As bursts increased, the entire PCIe bus destabilized → OS freeze.

Root Cause Analysis

igb Driver Age
- Ubuntu 20.04 ships with igb 5.6.0-k, dating back to ~2014.
- Known issue: the driver mishandles low-power states, especially with ASPM and EEE enabled.
Impact of GPU Install/Remove
- Installing/removing a PCIe Gen3 GPU (NVIDIA T4) modified PCIe lane routing and ASPM configuration.
- After removal, residual ASPM/ACPI state pushed the NICs into unstable power modes.
- Legacy R620 firmware (2012–2013) was not designed with these devices in mind.
Power Management Features
- Energy Efficient Ethernet (EEE): enabled by default, frequently causes renegotiation on Intel igb NICs.
- PCIe ASPM: interacts poorly with igb after PCIe topology changes, causing link dropouts.
Firmware/BIOS Age
- Without Dell BIOS + NIC firmware updates, igb stability issues are amplified.

Monitoring and Verification

To confirm the failure mode, I ran continuous checks:

# Log monitoring
sudo dmesg --follow | grep eno1

# Link state monitoring
watch -n 5 cat /sys/class/net/eno1/carrier

During drops, carrier flipped 1 → 0 → 1.

Driver information:

ethtool -i eno1

confirmed igb 5.6.0-k.

Resolution Steps

1. PSU Settings (BIOS/iDRAC)

Disable Hot Spare.
Keep Redundancy = Redundant.
Disable System Power Cap Policy.
Set Performance Mode for PCIe power.

2. Disable Energy Efficient Ethernet (EEE)

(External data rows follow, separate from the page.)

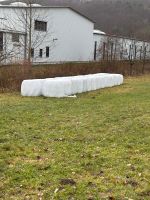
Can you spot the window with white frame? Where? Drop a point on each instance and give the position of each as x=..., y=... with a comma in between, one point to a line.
x=40, y=25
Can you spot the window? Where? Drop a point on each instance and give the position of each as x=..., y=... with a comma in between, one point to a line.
x=15, y=37
x=32, y=52
x=40, y=25
x=47, y=52
x=1, y=41
x=41, y=53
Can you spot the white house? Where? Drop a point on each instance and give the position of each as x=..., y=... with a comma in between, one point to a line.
x=58, y=34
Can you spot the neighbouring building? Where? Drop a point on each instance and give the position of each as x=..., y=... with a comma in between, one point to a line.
x=58, y=34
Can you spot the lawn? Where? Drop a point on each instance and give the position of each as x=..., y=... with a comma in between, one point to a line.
x=93, y=147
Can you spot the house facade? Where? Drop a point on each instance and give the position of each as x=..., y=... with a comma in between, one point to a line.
x=55, y=34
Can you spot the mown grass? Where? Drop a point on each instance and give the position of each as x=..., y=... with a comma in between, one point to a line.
x=95, y=146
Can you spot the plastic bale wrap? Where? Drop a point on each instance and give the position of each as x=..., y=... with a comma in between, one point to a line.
x=57, y=87
x=32, y=87
x=77, y=84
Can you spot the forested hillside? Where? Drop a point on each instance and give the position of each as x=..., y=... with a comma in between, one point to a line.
x=121, y=17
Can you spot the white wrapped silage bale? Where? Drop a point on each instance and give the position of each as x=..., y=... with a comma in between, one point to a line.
x=57, y=87
x=77, y=84
x=32, y=87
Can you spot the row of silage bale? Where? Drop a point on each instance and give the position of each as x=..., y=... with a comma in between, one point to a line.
x=66, y=86
x=32, y=87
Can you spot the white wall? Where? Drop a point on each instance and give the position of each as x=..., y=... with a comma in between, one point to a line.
x=73, y=32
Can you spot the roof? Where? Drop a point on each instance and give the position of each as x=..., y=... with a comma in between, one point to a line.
x=98, y=32
x=40, y=7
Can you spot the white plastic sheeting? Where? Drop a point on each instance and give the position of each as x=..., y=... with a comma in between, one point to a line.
x=66, y=86
x=32, y=87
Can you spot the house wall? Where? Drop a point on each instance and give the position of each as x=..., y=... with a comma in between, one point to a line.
x=69, y=35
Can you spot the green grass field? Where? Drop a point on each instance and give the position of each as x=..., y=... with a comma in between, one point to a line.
x=95, y=146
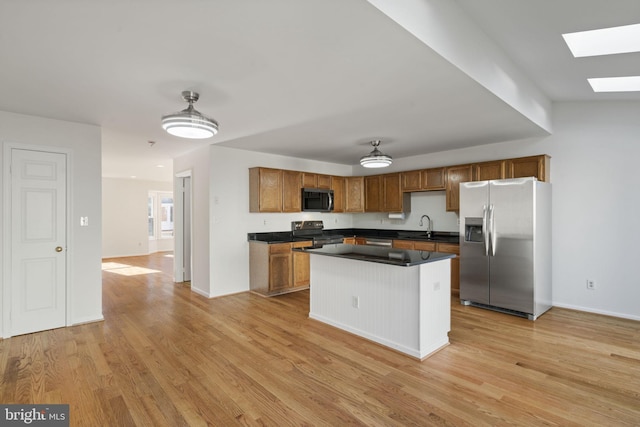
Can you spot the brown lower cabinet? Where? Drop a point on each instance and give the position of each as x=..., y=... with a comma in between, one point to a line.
x=448, y=248
x=276, y=269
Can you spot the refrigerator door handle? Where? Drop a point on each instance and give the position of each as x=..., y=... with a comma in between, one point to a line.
x=485, y=231
x=492, y=230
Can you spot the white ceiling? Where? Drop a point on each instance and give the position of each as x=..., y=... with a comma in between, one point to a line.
x=314, y=79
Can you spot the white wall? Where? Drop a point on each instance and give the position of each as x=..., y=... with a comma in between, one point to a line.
x=221, y=218
x=594, y=153
x=432, y=203
x=125, y=222
x=84, y=246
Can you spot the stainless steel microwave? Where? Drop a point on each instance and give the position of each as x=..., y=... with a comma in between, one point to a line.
x=317, y=200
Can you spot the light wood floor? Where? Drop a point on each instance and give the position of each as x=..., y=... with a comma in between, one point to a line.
x=165, y=356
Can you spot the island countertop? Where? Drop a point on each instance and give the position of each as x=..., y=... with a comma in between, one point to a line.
x=383, y=255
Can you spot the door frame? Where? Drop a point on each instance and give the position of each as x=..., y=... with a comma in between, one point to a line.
x=178, y=206
x=5, y=279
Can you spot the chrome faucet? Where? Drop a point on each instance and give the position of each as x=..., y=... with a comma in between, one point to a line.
x=428, y=224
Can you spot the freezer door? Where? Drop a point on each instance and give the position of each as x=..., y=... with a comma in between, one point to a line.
x=511, y=221
x=474, y=262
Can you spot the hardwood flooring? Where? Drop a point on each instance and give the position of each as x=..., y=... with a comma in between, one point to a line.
x=165, y=356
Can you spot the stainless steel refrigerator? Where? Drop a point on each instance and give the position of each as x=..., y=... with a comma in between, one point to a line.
x=505, y=245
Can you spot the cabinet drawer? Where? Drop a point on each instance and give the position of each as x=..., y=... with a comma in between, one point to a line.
x=449, y=248
x=279, y=248
x=424, y=246
x=305, y=244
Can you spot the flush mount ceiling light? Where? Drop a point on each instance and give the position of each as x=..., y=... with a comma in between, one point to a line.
x=615, y=84
x=189, y=123
x=375, y=159
x=604, y=41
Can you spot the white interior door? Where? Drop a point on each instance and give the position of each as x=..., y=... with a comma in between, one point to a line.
x=38, y=241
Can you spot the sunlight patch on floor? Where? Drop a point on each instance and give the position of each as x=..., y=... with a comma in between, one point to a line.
x=126, y=270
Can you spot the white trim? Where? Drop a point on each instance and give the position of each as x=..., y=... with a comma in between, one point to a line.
x=596, y=311
x=5, y=284
x=178, y=224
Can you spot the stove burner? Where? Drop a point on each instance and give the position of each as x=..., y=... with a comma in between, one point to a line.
x=313, y=230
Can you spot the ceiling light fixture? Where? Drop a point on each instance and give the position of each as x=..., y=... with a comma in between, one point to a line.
x=604, y=41
x=375, y=159
x=615, y=84
x=189, y=123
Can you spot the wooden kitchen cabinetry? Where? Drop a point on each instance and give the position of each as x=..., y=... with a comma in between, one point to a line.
x=373, y=193
x=383, y=193
x=338, y=187
x=434, y=179
x=291, y=191
x=354, y=194
x=456, y=175
x=489, y=170
x=412, y=180
x=392, y=200
x=314, y=180
x=265, y=190
x=276, y=269
x=424, y=180
x=537, y=166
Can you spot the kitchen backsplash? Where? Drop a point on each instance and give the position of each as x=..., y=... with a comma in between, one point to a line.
x=430, y=203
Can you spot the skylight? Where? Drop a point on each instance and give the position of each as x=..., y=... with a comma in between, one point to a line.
x=615, y=84
x=605, y=41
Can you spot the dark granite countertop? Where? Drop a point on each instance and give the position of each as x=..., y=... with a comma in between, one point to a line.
x=418, y=235
x=391, y=256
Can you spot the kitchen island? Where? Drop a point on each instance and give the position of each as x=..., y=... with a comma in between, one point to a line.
x=397, y=298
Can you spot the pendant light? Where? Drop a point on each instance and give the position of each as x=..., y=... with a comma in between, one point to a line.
x=375, y=159
x=189, y=123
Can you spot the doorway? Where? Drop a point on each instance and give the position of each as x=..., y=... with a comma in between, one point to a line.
x=183, y=228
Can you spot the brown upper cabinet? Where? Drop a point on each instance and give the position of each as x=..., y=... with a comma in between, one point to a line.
x=424, y=180
x=489, y=170
x=373, y=193
x=434, y=179
x=354, y=194
x=314, y=180
x=265, y=190
x=291, y=191
x=411, y=181
x=456, y=175
x=537, y=166
x=276, y=190
x=392, y=200
x=338, y=187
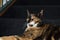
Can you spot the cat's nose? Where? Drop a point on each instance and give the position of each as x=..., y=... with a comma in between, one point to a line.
x=30, y=25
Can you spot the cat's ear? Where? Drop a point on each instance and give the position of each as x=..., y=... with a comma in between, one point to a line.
x=28, y=13
x=41, y=12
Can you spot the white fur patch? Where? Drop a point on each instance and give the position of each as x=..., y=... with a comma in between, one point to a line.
x=1, y=39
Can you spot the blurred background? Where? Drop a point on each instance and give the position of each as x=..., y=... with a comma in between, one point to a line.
x=12, y=21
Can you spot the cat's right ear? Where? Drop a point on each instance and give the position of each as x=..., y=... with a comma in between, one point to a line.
x=28, y=13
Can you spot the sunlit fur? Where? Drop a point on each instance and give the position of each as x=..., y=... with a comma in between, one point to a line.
x=43, y=32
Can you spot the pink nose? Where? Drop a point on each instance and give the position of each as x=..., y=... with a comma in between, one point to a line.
x=30, y=25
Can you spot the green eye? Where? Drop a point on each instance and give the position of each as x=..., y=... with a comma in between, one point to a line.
x=5, y=4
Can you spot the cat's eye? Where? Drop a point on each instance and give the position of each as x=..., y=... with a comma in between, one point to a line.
x=4, y=5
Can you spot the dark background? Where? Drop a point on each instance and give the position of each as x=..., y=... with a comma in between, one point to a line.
x=12, y=22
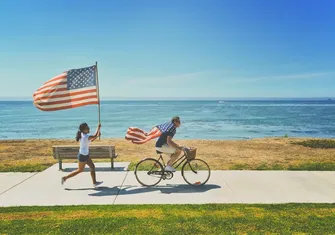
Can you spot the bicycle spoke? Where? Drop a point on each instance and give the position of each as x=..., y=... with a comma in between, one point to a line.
x=148, y=172
x=196, y=172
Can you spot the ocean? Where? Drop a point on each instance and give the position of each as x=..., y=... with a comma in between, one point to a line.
x=200, y=119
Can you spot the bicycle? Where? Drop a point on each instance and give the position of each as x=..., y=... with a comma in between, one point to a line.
x=196, y=172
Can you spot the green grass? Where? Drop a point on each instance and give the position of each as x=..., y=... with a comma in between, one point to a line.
x=170, y=219
x=36, y=167
x=305, y=166
x=320, y=144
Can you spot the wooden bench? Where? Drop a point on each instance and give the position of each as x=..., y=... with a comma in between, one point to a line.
x=96, y=151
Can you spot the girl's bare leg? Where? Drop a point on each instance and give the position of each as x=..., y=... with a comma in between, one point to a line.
x=81, y=166
x=92, y=167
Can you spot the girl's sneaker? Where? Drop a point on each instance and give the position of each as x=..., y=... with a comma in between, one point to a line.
x=97, y=184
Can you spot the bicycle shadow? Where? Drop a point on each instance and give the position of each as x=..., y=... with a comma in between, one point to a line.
x=129, y=190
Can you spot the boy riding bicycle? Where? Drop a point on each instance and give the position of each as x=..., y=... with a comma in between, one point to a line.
x=166, y=145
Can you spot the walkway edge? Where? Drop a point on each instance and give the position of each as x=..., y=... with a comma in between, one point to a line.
x=18, y=183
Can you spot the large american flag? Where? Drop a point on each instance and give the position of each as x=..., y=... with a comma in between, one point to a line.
x=71, y=89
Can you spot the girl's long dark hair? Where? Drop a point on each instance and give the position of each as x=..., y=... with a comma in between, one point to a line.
x=82, y=127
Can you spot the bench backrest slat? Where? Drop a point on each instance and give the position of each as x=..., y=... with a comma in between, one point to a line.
x=71, y=152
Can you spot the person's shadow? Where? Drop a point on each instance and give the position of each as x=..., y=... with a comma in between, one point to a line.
x=128, y=189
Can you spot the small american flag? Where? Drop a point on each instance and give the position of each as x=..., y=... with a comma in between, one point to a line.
x=71, y=89
x=138, y=136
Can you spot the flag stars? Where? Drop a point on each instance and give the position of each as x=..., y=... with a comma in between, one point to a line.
x=81, y=78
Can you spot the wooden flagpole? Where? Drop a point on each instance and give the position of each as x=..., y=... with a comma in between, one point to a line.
x=98, y=94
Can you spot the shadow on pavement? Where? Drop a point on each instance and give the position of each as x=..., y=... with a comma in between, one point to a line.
x=128, y=190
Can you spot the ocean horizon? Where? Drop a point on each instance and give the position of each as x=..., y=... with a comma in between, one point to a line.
x=222, y=118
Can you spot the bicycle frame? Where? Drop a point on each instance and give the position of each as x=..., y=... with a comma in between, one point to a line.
x=177, y=163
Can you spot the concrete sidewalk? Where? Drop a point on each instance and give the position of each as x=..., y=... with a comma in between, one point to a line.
x=121, y=187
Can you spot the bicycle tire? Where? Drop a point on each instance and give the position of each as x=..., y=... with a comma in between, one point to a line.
x=136, y=171
x=188, y=162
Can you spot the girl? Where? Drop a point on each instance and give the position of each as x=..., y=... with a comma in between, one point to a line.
x=83, y=155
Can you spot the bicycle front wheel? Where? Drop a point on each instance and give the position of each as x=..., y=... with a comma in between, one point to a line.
x=196, y=172
x=149, y=172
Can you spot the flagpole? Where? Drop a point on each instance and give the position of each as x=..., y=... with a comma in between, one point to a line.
x=98, y=94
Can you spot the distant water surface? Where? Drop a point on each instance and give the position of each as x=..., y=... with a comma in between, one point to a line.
x=200, y=119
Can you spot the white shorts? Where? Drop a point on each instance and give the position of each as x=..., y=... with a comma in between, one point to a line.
x=166, y=149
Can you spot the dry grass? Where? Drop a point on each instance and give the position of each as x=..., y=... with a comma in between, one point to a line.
x=269, y=153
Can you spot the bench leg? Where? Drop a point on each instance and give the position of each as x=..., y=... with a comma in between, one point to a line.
x=60, y=164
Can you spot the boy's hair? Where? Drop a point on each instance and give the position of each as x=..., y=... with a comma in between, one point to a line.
x=81, y=128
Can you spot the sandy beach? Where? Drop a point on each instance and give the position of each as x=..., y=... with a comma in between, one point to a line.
x=260, y=154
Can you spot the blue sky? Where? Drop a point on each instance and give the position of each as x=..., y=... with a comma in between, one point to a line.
x=172, y=49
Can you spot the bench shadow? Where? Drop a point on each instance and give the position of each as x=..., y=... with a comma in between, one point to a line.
x=102, y=169
x=129, y=190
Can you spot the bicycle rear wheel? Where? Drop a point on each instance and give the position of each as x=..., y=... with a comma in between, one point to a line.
x=196, y=172
x=149, y=172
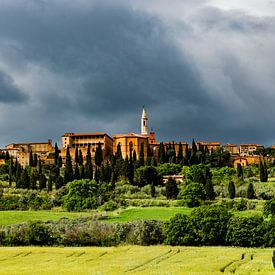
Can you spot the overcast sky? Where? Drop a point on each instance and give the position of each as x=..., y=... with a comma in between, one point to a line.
x=203, y=69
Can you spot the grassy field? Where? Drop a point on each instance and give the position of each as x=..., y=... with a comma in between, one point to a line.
x=137, y=213
x=124, y=215
x=135, y=260
x=15, y=216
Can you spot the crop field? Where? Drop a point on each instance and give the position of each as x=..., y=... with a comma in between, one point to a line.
x=124, y=215
x=137, y=213
x=15, y=216
x=135, y=260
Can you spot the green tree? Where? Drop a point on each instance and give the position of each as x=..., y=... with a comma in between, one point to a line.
x=56, y=154
x=141, y=156
x=171, y=189
x=192, y=194
x=161, y=154
x=33, y=180
x=76, y=172
x=82, y=194
x=31, y=159
x=239, y=171
x=35, y=160
x=76, y=158
x=80, y=158
x=180, y=154
x=25, y=179
x=231, y=190
x=145, y=175
x=98, y=154
x=68, y=173
x=250, y=191
x=263, y=171
x=88, y=166
x=42, y=181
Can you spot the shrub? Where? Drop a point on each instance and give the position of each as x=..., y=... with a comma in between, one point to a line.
x=269, y=208
x=245, y=231
x=192, y=194
x=171, y=189
x=178, y=231
x=146, y=232
x=82, y=194
x=210, y=224
x=37, y=233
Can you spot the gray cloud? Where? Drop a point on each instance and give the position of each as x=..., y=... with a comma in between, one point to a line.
x=91, y=65
x=9, y=93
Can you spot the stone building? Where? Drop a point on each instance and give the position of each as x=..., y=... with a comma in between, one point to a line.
x=82, y=140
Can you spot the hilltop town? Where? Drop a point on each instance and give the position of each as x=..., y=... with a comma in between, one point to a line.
x=145, y=142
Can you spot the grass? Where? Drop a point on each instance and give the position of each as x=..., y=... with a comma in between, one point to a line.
x=137, y=213
x=135, y=260
x=124, y=215
x=15, y=216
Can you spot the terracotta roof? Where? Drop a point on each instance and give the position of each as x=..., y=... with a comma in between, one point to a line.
x=252, y=144
x=129, y=135
x=85, y=134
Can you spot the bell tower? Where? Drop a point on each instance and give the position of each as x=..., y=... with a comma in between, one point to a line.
x=144, y=119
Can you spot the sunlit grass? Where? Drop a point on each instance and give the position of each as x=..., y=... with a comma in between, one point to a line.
x=135, y=260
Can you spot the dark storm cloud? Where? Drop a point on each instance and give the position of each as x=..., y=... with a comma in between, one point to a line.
x=91, y=65
x=9, y=93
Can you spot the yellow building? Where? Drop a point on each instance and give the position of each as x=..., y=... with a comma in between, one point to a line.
x=231, y=148
x=81, y=141
x=21, y=151
x=129, y=143
x=154, y=145
x=211, y=145
x=249, y=149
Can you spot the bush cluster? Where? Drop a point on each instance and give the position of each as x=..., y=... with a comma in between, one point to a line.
x=214, y=225
x=28, y=200
x=82, y=232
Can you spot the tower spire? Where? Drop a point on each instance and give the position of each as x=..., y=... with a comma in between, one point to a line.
x=144, y=119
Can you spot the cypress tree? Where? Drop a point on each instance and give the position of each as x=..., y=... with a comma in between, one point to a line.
x=141, y=156
x=161, y=154
x=25, y=179
x=50, y=183
x=263, y=171
x=42, y=182
x=118, y=152
x=76, y=158
x=56, y=154
x=33, y=180
x=10, y=172
x=239, y=171
x=98, y=155
x=231, y=190
x=31, y=159
x=7, y=156
x=59, y=182
x=88, y=166
x=68, y=174
x=180, y=154
x=250, y=191
x=194, y=147
x=80, y=158
x=134, y=156
x=186, y=160
x=76, y=172
x=209, y=190
x=35, y=160
x=39, y=167
x=59, y=162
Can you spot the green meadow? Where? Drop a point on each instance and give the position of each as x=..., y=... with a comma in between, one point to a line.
x=135, y=260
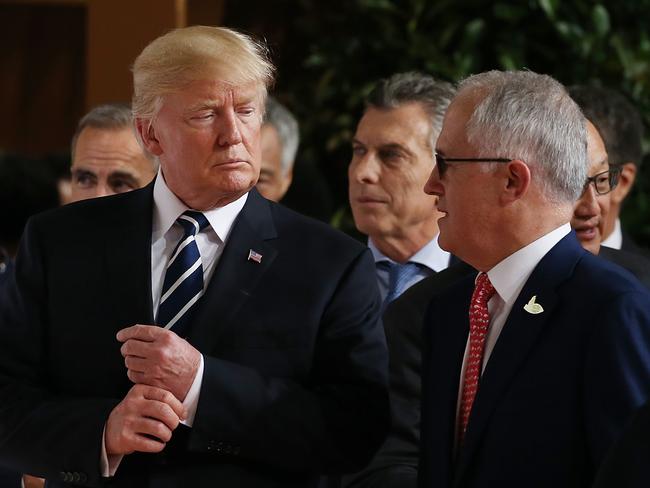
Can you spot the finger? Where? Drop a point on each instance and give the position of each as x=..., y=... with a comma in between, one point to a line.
x=160, y=395
x=141, y=379
x=161, y=412
x=146, y=333
x=152, y=428
x=137, y=347
x=144, y=443
x=136, y=364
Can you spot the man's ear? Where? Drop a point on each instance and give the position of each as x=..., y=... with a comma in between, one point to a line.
x=518, y=179
x=147, y=135
x=625, y=183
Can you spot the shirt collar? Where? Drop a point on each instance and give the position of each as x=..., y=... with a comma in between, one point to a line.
x=168, y=207
x=430, y=255
x=509, y=276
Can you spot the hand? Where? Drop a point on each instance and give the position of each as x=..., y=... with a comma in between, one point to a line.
x=143, y=421
x=32, y=482
x=158, y=357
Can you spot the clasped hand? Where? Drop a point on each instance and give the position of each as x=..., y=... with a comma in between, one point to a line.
x=163, y=366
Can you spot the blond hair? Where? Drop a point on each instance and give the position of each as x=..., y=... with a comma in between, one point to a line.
x=182, y=56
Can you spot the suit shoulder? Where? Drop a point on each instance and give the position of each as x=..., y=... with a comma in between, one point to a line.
x=311, y=232
x=95, y=211
x=612, y=279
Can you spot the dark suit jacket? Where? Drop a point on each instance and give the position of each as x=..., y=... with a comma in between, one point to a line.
x=9, y=478
x=636, y=264
x=295, y=380
x=558, y=387
x=626, y=464
x=395, y=464
x=629, y=245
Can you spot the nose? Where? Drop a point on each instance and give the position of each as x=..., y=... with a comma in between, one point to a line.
x=433, y=186
x=103, y=189
x=229, y=132
x=587, y=206
x=364, y=169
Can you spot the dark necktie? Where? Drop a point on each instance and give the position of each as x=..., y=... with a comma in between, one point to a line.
x=183, y=284
x=479, y=322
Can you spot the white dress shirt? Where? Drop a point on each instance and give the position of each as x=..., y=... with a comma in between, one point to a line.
x=508, y=278
x=615, y=239
x=431, y=257
x=165, y=234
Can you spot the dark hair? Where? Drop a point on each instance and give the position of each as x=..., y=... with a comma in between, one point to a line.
x=401, y=88
x=617, y=121
x=27, y=187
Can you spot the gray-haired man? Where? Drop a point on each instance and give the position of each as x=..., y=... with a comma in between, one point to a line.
x=280, y=139
x=106, y=156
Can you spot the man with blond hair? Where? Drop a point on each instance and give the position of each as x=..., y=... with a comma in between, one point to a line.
x=216, y=338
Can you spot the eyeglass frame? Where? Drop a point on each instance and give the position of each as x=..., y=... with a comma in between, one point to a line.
x=614, y=173
x=442, y=162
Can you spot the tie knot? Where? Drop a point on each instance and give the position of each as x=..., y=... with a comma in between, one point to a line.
x=483, y=289
x=399, y=276
x=192, y=222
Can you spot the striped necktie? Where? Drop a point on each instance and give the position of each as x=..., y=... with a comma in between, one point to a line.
x=183, y=284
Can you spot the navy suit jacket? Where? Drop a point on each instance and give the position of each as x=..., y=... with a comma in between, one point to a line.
x=295, y=380
x=558, y=388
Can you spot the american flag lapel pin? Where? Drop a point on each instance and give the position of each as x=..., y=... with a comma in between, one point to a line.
x=254, y=256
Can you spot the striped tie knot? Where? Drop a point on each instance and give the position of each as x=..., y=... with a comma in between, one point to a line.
x=192, y=222
x=183, y=283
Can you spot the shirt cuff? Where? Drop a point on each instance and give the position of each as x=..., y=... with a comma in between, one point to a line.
x=191, y=401
x=108, y=464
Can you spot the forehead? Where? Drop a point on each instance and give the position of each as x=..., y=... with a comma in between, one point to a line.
x=406, y=124
x=453, y=135
x=596, y=152
x=214, y=92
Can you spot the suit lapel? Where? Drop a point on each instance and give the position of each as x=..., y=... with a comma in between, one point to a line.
x=128, y=256
x=518, y=338
x=448, y=339
x=236, y=275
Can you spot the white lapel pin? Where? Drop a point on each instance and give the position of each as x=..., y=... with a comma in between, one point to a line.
x=254, y=256
x=533, y=307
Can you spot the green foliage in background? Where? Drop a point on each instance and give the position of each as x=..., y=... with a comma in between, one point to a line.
x=329, y=54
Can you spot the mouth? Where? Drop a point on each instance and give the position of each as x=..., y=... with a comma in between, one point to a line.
x=230, y=162
x=371, y=200
x=587, y=232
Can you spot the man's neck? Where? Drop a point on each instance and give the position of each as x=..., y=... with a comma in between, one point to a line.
x=401, y=248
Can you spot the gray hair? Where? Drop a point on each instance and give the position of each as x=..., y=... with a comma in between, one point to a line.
x=111, y=116
x=528, y=116
x=286, y=124
x=616, y=119
x=413, y=87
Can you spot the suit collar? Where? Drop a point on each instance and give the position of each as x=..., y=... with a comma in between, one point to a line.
x=167, y=207
x=518, y=338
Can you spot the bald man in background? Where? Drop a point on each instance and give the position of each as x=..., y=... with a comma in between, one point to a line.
x=106, y=156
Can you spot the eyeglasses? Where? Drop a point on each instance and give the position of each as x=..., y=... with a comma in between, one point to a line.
x=604, y=182
x=442, y=163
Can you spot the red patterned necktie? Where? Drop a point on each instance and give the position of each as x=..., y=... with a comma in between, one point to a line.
x=479, y=321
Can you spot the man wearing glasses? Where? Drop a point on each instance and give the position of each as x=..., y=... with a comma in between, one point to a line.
x=592, y=210
x=621, y=128
x=531, y=368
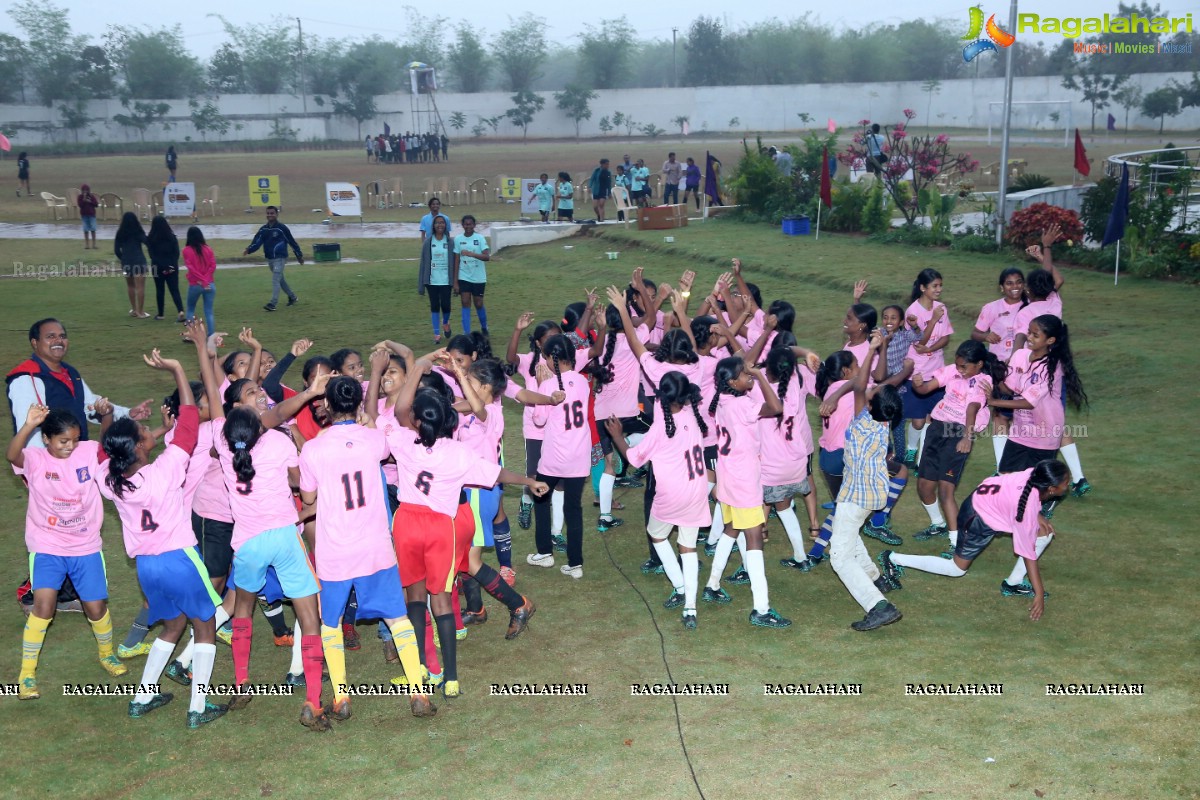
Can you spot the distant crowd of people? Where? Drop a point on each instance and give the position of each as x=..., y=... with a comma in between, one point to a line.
x=411, y=148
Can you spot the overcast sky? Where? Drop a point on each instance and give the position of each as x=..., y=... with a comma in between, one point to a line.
x=355, y=19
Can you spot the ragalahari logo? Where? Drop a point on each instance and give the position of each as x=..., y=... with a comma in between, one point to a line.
x=996, y=35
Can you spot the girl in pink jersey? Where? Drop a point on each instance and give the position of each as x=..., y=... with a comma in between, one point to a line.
x=433, y=469
x=63, y=525
x=996, y=328
x=151, y=503
x=682, y=495
x=1000, y=505
x=739, y=481
x=565, y=455
x=955, y=422
x=340, y=482
x=928, y=314
x=525, y=366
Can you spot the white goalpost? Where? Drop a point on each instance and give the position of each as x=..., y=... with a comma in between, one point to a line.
x=1036, y=118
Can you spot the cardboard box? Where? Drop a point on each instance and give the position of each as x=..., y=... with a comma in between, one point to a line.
x=663, y=217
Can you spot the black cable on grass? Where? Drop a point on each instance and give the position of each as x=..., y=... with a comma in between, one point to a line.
x=663, y=648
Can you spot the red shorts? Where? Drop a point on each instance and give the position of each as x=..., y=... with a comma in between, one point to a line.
x=426, y=547
x=465, y=536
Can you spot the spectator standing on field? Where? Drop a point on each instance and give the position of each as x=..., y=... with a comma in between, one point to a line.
x=275, y=239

sudo ethtool --set-eee eno1 eee off
sudo ethtool --set-eee eno2 eee off
sudo ethtool --set-eee eno3 eee off
sudo ethtool --set-eee eno4 eee off

Persistent configuration via /etc/networkd-dispatcher/routable.d/disable-eee.sh:

#!/bin/bash
ethtool --set-eee eno1 eee off
ethtool --set-eee eno2 eee off
ethtool --set-eee eno3 eee off
ethtool --set-eee eno4 eee off

3. Disable PCIe ASPM

In /etc/default/grub:

GRUB_CMDLINE_LINUX_DEFAULT="pcie_aspm=off"

Then:

sudo update-grub && sudo reboot

4. Update Firmware and BIOS

Using Dell System Update (dsu):

wget -q -O - https://linux.dell.com/repo/hardware/dsu/bootstrap.cgi | sudo bash
sudo apt install dell-system-update
sudo dsu

5 Update Kernel (Newer igb Driver)

sudo apt install linux-generic-hwe-20.04

Brings kernel 5.15 with igb driver fixes.

6. Optional Watchdog Script

To auto-recover if the link still drops:

while true; do
  if ! ping -c1 -W1 8.8.8.8 >/dev/null; then
    logger "NIC down, resetting eno1..."
    ip link set eno1 down
    sleep 2
    ip link set eno1 up
  fi
  sleep 30
done

Takeaways

Power policies can masquerade as hardware or OS bugs.
Hot Spare mode halves available PSU capacity — stable for office loads, risky for bursty lab workloads.
PCIe topology changes (like installing/removing GPUs) can destabilize unrelated devices on legacy servers.
igb driver (5.6.0-k) has long-standing instability with EEE and ASPM. Newer kernels significantly improve this.
Dell firmware updates are critical — old NIC firmware doesn’t handle modern Linux kernels well.
Power management “features” (EEE, ASPM) should be disabled in servers expected to provide reliable networking.